Grundsätzlich dürfen Bildnisse nur mit Einwilligung des Abgebildeten verbreitet und öffentlich zur Schau gestellt werden. Die Ausnahme und grosse Frage nach § 24 UrhG ist – wer hätte es gedacht: Kunst oder nicht… siehe oben: das entscheiden im Zweifelsfall die Gerichte.

Das eigenständige Werk

Richard Price ist sicher nicht nur wegen der erzielten Honorare ein Extrembeispiel. Weit verbreiteter ist, dass sich Comiczeichner,Illustratoren und auch Fotografen sich Bilder unter „Fair use“ und „public domain“ als Vorlagen bedienen. Auch für sie gilt: aus der Vorlage muss ein eigenständiges Werk entstehen, dass die Vorlage hinter sich lässt. Die 1 zu 1 Umsetzung in einem anderem Medium recht nicht, zB. eine Fotografie in Strichzeichnung umzusetzen. Auch in den freien USA nicht: http://www.ethicsingraphicdesign.org/was-shepard-faireys-use-fair/
Das „eigenständige Werk“ war der Streitpunkt in der Auseinandersetzung zwischem dem Grafiker Shepard Fairey und dem Fotografen Mannie Garcia/ der Nachrichtenbildagentur AP, der für den Fotografen entschieden wurde: die Bearbeitung durch den Grafiker Shepard Fairey wurde als nicht ausreichend eigenständig genug erkannt, sodass der Fotograf Mannie Garcia und AP an den Gewinnen der kommerzielle Nutzung des Werkes von Shepard Fairey beteiligt werden musste.

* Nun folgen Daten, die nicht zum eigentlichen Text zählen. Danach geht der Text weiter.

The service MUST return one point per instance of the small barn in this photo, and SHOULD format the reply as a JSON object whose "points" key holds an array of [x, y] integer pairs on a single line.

Für den grafischen Künstler in Deutschland heisst das: überprüfen, was lässt die „fair use/public-domain“ Vorlage zu? Ist sie gemeinfrei nach europäischem Recht? Erlaubt die Lizenz Bearbeitung? Darf die Bearbeitung kommerziell verwendet werden? Ist die Bearbeitung so, dass von einem eigenständigem Kunstwerk zu sprechen ist? Und nicht zuletzt: sind Rechte Abgebildeter zu beachten?

Die Umsetzung eines Bildes aus dem Internet in eine andere Technik der visuellen Darstellung ist auf keinen Fall ausreichend, um von Forderungen des Urhebers oder Dritter freigestellt zu sein. Quellenrecherche und Rechteabklärung gehören unbedingt dazu, soll ein Werk, das auf einer solchen Vorlage beruht, kommerziell verwertet werden.